Anaïs Castro
Jinny Yu’s artistic development has been following the trajectory of a very personal exploration. Born in South Korea and raised in Canada, Yu treats the act of painting as a means to understand her position in the world. Her research began by examining what it means to be split between two worlds: the East and the West – unable to call one place ‘home’. From this exploration were born bodies of work such as Me(n)tal Perspectives (2004-2005) and Story of a Global Nomad (2007-2008). Yu has lived in numerous cities across the globe, settling temporarily in New York, Seoul, Montreal, Berlin, and Venice among others. She came to recognize that there are multitudes of Easts and Wests. This led to a new understanding of painting as expending beyond the pictorial surface which translated in her practice by a gradual detachment from the two-dimension scope and an involvement with the complexities of tridimensionality.
Over the course of the last decade, her work has responded actively to spatial concerns – how to inhabit both the physical space and the representational plane. Using reflective surfaces that she bends, crumples and paints, she lets the changing conditions of the exhibition space take central stage. But the work is still about her: she sees her own reflection as she manipulates the reflecting material but chooses to leave her image wavering, unsettled. She testifies to the fragility of existence – as evoked by the precarious coupling of sprayed Korean ink on aluminum in Black Matter. The works in About Painting (2010) and Non-Painting Painting (2012) are self-portraits not despite but because they are an existential study of spatial dynamics – of how one is affected as much as how one affects their surroundings.
Home has always been an abstract concept without a definite geography for the artist. Rather, it has found meaning in a series of gestures.

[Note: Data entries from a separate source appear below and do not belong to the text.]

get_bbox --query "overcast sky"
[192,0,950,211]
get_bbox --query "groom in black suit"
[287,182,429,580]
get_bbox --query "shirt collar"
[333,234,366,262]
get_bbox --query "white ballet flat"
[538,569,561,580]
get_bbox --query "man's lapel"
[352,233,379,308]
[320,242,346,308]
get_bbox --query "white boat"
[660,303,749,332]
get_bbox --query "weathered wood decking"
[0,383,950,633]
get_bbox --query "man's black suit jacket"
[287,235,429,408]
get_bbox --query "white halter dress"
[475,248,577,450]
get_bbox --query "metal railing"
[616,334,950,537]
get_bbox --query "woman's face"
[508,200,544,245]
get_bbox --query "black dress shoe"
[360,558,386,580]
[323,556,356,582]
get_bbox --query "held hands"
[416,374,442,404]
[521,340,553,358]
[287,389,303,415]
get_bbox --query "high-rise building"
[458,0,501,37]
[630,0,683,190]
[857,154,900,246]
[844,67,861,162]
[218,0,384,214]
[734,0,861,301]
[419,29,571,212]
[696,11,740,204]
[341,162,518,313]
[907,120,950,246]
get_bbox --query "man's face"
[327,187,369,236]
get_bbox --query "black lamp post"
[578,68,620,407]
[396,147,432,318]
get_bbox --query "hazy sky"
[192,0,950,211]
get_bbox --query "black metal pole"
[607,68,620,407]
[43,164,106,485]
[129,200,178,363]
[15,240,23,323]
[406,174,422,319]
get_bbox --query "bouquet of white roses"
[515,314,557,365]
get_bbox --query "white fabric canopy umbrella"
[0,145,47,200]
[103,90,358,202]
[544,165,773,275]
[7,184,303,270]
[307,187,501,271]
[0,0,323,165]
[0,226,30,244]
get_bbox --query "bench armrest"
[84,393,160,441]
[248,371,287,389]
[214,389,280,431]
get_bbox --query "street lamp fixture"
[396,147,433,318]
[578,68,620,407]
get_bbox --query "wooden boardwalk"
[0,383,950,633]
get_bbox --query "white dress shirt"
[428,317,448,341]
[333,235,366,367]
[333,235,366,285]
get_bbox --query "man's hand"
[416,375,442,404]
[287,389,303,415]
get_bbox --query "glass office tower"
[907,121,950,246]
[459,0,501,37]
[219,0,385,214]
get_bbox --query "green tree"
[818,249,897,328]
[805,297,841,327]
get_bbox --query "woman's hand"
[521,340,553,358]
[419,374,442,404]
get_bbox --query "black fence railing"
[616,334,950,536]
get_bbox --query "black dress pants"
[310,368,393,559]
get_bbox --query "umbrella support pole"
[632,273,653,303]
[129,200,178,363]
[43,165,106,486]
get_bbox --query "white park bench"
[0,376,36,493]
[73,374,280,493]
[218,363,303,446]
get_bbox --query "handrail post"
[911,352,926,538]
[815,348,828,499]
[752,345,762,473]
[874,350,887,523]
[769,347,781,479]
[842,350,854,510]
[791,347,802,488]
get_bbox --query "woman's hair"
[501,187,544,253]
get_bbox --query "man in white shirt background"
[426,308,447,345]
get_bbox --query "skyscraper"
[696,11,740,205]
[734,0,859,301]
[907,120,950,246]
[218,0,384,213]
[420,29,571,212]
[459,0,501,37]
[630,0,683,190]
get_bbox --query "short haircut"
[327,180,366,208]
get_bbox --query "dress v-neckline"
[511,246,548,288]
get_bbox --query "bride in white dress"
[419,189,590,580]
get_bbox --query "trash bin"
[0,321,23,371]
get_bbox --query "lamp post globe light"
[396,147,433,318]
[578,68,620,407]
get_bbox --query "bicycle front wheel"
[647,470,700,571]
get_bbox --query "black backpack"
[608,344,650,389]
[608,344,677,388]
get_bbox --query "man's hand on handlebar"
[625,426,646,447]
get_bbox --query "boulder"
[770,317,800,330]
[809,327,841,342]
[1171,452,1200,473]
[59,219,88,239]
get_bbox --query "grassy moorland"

Painting has been the instrument of this research. In the last three years, Jinny Yu’s perspective on her own nomadism has shifted. In 2015, she produced a significant piece, Don’t They Ever Stop Migrating? (2015) which led her to the realization that ‘feeling foreign everywhere’ is a positive posture in the world, particularly at a time of surging nationalism and anti-immigration movements. Feeling foreign enlarges her circle of otherness, increases the opportunities for compassion and allows a wider range of perspectives to coexist in her universe. And as issues surrounding migration are expected to rise in upcoming years, her outlook not only responds with relevance to the present and future contexts, but finds a critical urgency.